Exploring Geospatial AI for Aquaculture Mapping - Ode Partners
Exploring Geospatial AI for Aquaculture Mapping
What we learned using AI to enable fish farm monitoring at scale.
Fish and shellfish from farms could help sustainably feed more people around the world (FAO 2023). But right now, we don’t have complete maps of where these farms are or how they are changing over time.
We teamed up with Seafood Watch, a program of the nonprofit Monterey Bay Aquarium. They work with businesses to improve their sourcing and producers to improve their fishing or aquaculture practices. The program also creates tools for consumers to choose sustainable seafood options. To do this work, Seafood Watch needs to systematically assess aquaculture operations for environmental sustainability. They need to understand where fish farms are located, what kinds of fish they raise, and how they raise them.
To date, there has not been a consistently updated, global map of aquaculture. Seafood Watch has relied on reports, visiting farms, and putting together datasets generated periodically. This takes significant effort and is tough to scale. We set out to find a faster, easier way to create up-to-date maps of land-based aquaculture building on previous modeling efforts.
Representation of image “chips” – square parcels of land covering 6.553 km2. Source: Google Earth 2025
Towards up-to-date, global aquaculture mapping with geospatial AI
Geospatial AI approaches hold promise to make traditional workflows cheaper and easier to scale. Geospatial foundation models, in particular, centralize computational processing upfront to deliver generalized, learned representations of Earth’s surface. These representations, or embeddings, can serve as a helpful starting point for various remote sensing tasks, and could allow us to map aquaculture more quickly and easily across different regions and over time.

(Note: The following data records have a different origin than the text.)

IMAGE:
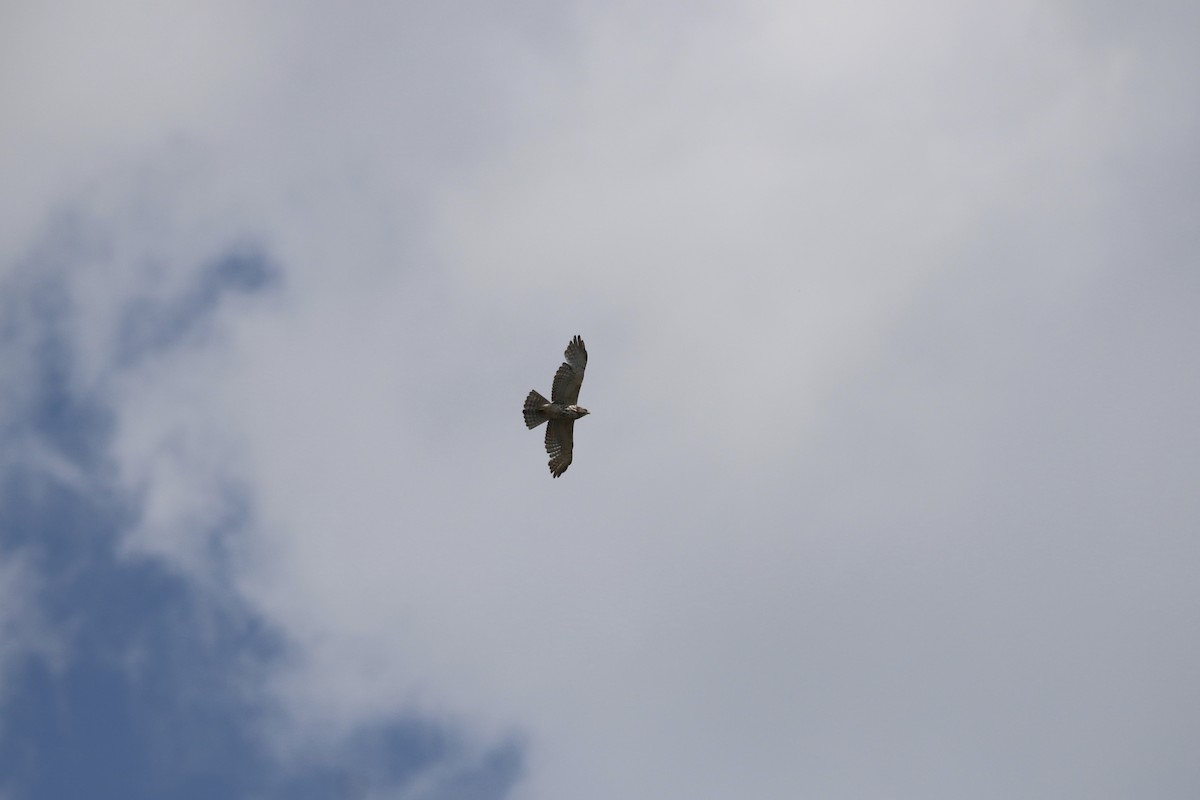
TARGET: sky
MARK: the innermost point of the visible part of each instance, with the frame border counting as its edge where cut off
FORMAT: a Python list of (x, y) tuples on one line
[(889, 483)]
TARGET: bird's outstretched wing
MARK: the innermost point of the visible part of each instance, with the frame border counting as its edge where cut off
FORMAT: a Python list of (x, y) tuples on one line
[(570, 376), (559, 444)]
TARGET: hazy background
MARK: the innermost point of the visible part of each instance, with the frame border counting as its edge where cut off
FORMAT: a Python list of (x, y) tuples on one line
[(891, 482)]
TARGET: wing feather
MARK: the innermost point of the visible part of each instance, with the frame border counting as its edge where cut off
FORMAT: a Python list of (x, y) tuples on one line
[(559, 444), (569, 377)]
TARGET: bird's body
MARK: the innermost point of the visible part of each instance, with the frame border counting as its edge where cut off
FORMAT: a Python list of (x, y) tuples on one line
[(561, 411)]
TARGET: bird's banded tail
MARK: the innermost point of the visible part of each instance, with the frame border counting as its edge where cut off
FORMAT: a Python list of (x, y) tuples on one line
[(533, 413)]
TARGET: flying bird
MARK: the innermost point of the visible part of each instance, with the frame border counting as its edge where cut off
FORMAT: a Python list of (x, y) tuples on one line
[(561, 410)]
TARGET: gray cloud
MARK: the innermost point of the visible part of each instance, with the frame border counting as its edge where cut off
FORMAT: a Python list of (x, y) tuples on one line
[(886, 483)]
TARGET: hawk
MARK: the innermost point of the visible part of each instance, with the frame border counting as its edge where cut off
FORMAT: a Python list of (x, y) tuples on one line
[(561, 410)]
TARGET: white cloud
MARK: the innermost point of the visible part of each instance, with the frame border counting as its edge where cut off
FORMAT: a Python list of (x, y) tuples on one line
[(855, 511)]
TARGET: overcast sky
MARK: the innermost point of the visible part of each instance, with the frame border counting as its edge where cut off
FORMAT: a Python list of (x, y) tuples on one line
[(889, 487)]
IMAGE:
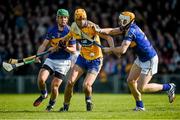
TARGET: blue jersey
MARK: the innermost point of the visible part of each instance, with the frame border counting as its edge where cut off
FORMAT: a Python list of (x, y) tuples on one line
[(140, 43), (61, 53)]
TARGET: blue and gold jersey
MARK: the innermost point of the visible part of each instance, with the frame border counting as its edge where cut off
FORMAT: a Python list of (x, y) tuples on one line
[(88, 50), (55, 33), (140, 43)]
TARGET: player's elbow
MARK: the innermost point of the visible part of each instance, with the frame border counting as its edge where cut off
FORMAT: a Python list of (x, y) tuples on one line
[(123, 51)]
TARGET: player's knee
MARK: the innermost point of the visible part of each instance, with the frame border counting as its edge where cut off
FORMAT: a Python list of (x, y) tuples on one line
[(131, 81), (41, 79), (86, 86), (70, 83), (141, 88)]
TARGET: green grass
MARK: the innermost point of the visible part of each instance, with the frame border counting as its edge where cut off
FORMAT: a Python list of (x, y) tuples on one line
[(106, 106)]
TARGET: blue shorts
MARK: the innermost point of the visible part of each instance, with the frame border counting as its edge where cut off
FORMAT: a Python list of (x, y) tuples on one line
[(89, 65)]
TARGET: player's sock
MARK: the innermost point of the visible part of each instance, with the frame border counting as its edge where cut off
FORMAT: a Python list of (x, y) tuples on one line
[(44, 93), (139, 104), (52, 102), (166, 87), (88, 99), (66, 106)]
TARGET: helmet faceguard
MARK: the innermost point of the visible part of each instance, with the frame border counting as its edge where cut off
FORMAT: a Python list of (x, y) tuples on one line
[(80, 14), (125, 19), (80, 17)]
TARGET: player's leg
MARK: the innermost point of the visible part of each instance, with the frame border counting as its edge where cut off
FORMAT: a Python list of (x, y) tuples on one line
[(72, 78), (61, 67), (42, 77), (132, 83), (56, 82), (93, 69), (145, 77), (87, 87)]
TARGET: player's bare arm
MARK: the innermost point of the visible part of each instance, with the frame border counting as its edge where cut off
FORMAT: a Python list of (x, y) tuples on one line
[(108, 38), (41, 48), (110, 31), (118, 50), (71, 48)]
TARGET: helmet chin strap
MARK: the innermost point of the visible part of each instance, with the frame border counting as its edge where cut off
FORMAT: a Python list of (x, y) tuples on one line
[(126, 27)]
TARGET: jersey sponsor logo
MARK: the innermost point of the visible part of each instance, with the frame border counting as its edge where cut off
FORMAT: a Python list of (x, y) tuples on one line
[(133, 44), (85, 43)]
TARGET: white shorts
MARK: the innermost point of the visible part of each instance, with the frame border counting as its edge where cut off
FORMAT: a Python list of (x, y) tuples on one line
[(148, 66), (60, 66), (74, 57)]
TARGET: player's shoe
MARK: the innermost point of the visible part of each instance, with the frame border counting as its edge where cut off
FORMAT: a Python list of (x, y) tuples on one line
[(65, 108), (139, 109), (89, 106), (39, 100), (171, 92), (49, 108)]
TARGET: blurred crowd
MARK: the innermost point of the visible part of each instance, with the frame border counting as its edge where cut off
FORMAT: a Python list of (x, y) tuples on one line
[(23, 23)]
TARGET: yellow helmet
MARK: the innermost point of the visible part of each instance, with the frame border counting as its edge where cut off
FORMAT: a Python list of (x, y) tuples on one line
[(80, 14), (125, 18)]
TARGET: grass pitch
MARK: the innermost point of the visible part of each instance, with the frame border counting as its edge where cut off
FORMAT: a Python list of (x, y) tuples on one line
[(106, 106)]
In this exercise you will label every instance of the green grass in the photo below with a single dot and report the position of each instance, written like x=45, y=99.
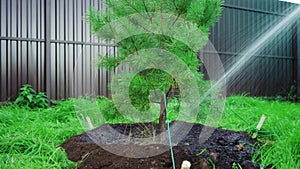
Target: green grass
x=30, y=138
x=280, y=132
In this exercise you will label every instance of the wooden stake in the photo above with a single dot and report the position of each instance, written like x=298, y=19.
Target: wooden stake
x=259, y=125
x=89, y=122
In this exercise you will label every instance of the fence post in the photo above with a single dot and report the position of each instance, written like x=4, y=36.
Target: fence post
x=47, y=49
x=296, y=57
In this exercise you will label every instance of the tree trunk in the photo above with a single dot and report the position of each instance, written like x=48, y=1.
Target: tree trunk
x=162, y=115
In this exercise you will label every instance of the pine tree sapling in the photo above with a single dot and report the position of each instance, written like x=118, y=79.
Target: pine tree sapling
x=200, y=13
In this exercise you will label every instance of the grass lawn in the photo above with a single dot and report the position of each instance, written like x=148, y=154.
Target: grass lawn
x=29, y=138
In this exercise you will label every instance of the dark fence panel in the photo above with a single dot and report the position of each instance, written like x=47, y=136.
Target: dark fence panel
x=271, y=70
x=47, y=43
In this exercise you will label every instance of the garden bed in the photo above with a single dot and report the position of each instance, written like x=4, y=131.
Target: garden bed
x=223, y=149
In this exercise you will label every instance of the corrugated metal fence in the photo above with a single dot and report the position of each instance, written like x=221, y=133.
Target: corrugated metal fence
x=47, y=43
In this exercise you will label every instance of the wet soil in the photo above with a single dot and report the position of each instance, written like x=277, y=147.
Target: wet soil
x=222, y=149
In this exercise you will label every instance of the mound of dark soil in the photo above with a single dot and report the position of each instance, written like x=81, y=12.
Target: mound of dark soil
x=222, y=150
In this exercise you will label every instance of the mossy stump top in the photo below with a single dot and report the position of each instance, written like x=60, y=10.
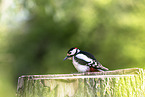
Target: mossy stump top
x=117, y=83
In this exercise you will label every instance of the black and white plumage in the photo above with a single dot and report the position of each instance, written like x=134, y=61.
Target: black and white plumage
x=84, y=61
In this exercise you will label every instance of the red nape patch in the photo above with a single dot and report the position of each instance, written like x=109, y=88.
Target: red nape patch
x=93, y=70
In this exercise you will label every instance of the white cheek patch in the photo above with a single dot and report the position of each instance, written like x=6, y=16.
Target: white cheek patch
x=84, y=57
x=73, y=52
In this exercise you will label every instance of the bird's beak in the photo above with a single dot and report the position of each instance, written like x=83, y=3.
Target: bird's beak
x=65, y=58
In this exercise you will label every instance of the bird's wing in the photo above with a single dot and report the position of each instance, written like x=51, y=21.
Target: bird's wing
x=83, y=59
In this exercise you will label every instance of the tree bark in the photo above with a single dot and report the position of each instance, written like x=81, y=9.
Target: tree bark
x=117, y=83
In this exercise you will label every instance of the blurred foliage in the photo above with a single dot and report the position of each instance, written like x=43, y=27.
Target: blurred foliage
x=36, y=34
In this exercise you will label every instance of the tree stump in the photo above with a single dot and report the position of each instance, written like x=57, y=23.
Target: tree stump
x=117, y=83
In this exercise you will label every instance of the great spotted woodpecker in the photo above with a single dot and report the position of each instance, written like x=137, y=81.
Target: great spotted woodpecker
x=84, y=61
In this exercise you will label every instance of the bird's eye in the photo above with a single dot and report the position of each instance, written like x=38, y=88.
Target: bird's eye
x=69, y=53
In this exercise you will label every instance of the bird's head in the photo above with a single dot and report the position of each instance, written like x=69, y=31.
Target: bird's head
x=73, y=51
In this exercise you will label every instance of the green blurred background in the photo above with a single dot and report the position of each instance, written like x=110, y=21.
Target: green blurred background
x=36, y=34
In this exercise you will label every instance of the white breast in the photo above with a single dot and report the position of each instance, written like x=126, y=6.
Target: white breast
x=80, y=68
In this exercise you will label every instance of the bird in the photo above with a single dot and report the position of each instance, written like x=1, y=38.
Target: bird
x=84, y=61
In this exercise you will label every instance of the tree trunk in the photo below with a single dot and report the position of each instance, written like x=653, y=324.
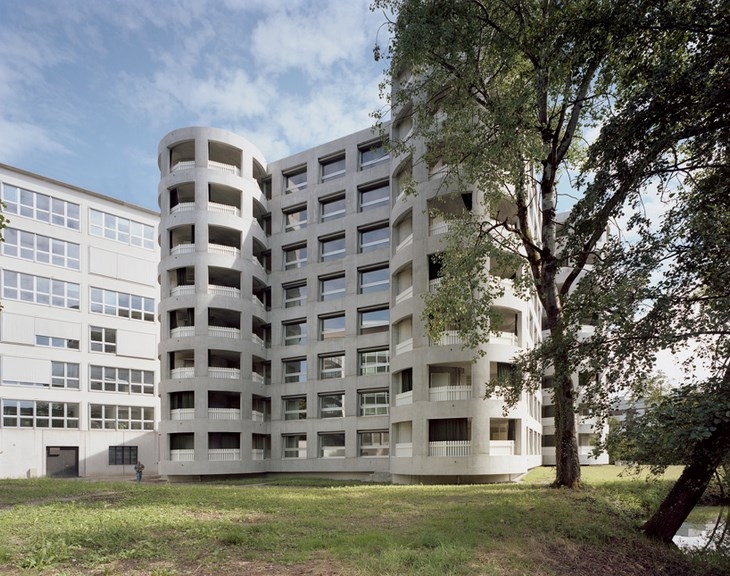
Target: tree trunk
x=706, y=456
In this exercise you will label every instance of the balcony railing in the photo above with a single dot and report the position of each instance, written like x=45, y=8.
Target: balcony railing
x=224, y=291
x=187, y=372
x=404, y=449
x=224, y=454
x=183, y=207
x=405, y=346
x=183, y=290
x=182, y=455
x=502, y=447
x=228, y=373
x=407, y=293
x=185, y=248
x=450, y=448
x=224, y=332
x=224, y=208
x=445, y=393
x=224, y=414
x=182, y=414
x=220, y=166
x=182, y=332
x=223, y=249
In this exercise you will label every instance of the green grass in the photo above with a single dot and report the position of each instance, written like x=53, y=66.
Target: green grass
x=295, y=526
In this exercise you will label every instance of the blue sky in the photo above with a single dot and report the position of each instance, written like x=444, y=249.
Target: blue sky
x=89, y=87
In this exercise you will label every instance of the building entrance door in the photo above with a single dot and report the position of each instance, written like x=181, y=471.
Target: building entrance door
x=62, y=461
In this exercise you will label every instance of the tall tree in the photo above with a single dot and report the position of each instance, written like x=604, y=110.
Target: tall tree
x=501, y=91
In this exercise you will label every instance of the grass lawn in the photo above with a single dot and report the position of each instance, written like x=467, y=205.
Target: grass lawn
x=293, y=527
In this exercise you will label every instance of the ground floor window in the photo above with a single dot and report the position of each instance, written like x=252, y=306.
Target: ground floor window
x=122, y=455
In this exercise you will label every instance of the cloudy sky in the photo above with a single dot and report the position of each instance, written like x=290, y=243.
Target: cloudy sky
x=89, y=87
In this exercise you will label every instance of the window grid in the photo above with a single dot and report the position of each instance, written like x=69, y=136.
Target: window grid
x=39, y=248
x=103, y=340
x=111, y=379
x=112, y=417
x=40, y=290
x=122, y=230
x=38, y=414
x=40, y=207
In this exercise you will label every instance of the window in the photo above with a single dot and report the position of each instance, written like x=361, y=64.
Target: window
x=295, y=370
x=374, y=279
x=65, y=375
x=374, y=238
x=374, y=402
x=295, y=181
x=110, y=379
x=374, y=196
x=332, y=168
x=332, y=248
x=122, y=305
x=40, y=290
x=295, y=294
x=332, y=405
x=40, y=207
x=332, y=287
x=103, y=340
x=37, y=414
x=295, y=218
x=374, y=321
x=332, y=207
x=295, y=256
x=52, y=342
x=122, y=455
x=373, y=443
x=121, y=230
x=332, y=445
x=295, y=332
x=110, y=417
x=295, y=408
x=332, y=366
x=374, y=362
x=295, y=445
x=37, y=248
x=371, y=154
x=332, y=326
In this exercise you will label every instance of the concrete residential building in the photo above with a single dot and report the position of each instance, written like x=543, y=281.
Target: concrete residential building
x=78, y=331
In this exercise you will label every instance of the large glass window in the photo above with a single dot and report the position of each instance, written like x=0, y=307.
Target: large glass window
x=332, y=207
x=332, y=445
x=121, y=229
x=332, y=247
x=295, y=294
x=295, y=256
x=332, y=366
x=295, y=181
x=295, y=408
x=295, y=218
x=295, y=370
x=374, y=279
x=374, y=362
x=295, y=333
x=373, y=402
x=295, y=445
x=332, y=405
x=332, y=326
x=40, y=290
x=332, y=168
x=374, y=196
x=374, y=238
x=38, y=248
x=373, y=321
x=332, y=287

With lightweight machine learning models trained on these embeddings, we hypothesized that we could produce global aquaculture maps at a cost that would enable annual to semi-annual updates that were previously impractical. Over the course of several weeks, we worked with Seafood Watch to understand how well lightweight geospatial AI approaches, such as the Clay model, could map aquaculture pond extent. To start, we focused on using Clay to map land-based aquaculture ponds in Andhra Pradesh, India.
In this article, we’ll cover some challenges we encountered and the ways we addressed them, which we hope can be useful to other teams exploring geospatial AI approaches to environmental modeling. These challenges included adapting to Clay chip-level outputs, differentiating aquaculture from other similar land use, and interannual embedding variability.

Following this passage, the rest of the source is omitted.